David Fleming writes: Your environmental health officer is wrong to say that he can do nothing unless there is a public health problem. The relevant legislation provides that a statutory nuisance exists, among other things, where any animal is kept in such a place or manner as to be prejudicial to health or a nuisance.

One definition of a nuisance is "acts or omissions generally connected with the user or occupation of land which cause damage to another person in connection with that other's user of land or interference with the enjoyment of land or some right connected with the land".

Clearly, you have been suffering from a nuisance caused by the chickens. You should tell your environmental health officer to be more bullish and serve a notice on your neighbours requiring them to abate the nuisance.

Under the Animals Act 1971, your neighbours are liable to you for damage caused by trespassing "livestock" which includes poultry - although, controversially, not cats. I can well understand that you do not wish to go to law but you would certainly be able to apply for an injunction requiring your neighbours to take action to stop the chickens coming through the hedge.

I can hardly believe that your neighbours are serious in justifying the intrusion by saying that they want the chickens to be "free-range". If they feel that their own garden is not big enough for them, then you might invite them to move.


Interestingly - and rather bizarrely - there is a remedy to deal with the problem that does not involve going to court. You have the right to detain any chickens that come on to your land, provided it can be said that at the time they are not under anyone's control.

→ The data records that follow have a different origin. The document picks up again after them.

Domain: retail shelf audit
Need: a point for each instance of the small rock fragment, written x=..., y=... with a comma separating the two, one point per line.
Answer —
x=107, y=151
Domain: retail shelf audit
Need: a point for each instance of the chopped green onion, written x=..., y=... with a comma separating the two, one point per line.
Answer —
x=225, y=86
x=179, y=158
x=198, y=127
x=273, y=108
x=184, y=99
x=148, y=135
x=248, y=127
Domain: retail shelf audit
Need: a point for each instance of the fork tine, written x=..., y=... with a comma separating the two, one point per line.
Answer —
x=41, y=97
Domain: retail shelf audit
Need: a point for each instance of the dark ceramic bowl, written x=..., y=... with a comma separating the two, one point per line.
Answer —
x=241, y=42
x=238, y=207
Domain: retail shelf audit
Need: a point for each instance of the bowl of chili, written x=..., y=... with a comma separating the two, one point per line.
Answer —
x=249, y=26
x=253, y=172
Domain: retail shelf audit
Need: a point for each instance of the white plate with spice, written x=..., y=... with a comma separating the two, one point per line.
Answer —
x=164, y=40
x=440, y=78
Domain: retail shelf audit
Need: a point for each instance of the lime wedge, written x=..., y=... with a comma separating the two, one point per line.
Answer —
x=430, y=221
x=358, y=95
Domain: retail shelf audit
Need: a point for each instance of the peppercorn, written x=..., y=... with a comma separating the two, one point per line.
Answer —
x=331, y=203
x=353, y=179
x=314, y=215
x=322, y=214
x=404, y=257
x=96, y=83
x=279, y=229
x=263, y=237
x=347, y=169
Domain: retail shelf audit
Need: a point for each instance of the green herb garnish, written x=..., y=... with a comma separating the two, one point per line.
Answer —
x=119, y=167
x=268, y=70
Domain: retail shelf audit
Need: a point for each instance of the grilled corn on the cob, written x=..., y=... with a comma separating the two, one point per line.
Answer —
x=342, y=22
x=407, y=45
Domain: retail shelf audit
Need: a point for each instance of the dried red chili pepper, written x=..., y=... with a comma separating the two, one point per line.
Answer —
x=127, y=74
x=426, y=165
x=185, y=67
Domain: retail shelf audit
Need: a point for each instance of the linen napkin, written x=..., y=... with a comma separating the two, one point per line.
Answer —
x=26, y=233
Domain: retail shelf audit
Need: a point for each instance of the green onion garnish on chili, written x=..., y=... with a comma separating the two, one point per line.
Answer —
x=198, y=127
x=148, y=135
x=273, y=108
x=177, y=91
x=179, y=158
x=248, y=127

Since the chickens can pass through the hedge but your neighbours presumably cannot, they would not be under their control when they do so and I do not think this exception would apply. Your right to detain the chickens will end after 48 hours unless you have by then informed your neighbours that you have them and also have notified the officer in charge of a police station. You will also have to give the chickens back once sufficient money has been tendered to satisfy any claim for damage caused by the chickens and any expenses reasonably incurred in keeping them.

If you have not actually suffered any damage, you have to give them back when asked or, of course, should the court order you to return them. I appreciate that it may be difficult to quantify the exact damage caused by the chickens but I should have thought the reasonable costs of having someone replant your damaged flower-beds would be a good measure of this.

Assuming that your neighbours refuse to pay, then once you have detained the chickens for 14 days you yourself are entitled to sell them, either at a market or by public auction, unless their owners have brought any legal proceedings in the meantime.

I am sure that if you point all this out to your neighbours, they would be most concerned not to risk losing their birds and would invest in some chicken wire which would undoubtedly solve the "trespass" problem. There would, of course, remain the problem of smell and noise, although from what you say it does not seem that you are unduly concerned about this. Essentially, the law of nuisance only protects people against unreasonable actions on the part of their neighbours and it may well be reasonable for your neighbours to keep chickens.

There have been a number of cases reported in the press over the years of people moving to the countryside and complaining of such things as the smell of pigs, the crowing of cockerels and so on. If the presence of the chickens in your neighbours' garden does prove to be a problem for you, then, again, you would have a right to go to court or, as mentioned above, ask the environmental health officer to serve a notice on your neighbours requiring them to put a stop to the nuisance.

  • David Fleming is head of the property litigation department at William Heath & Co.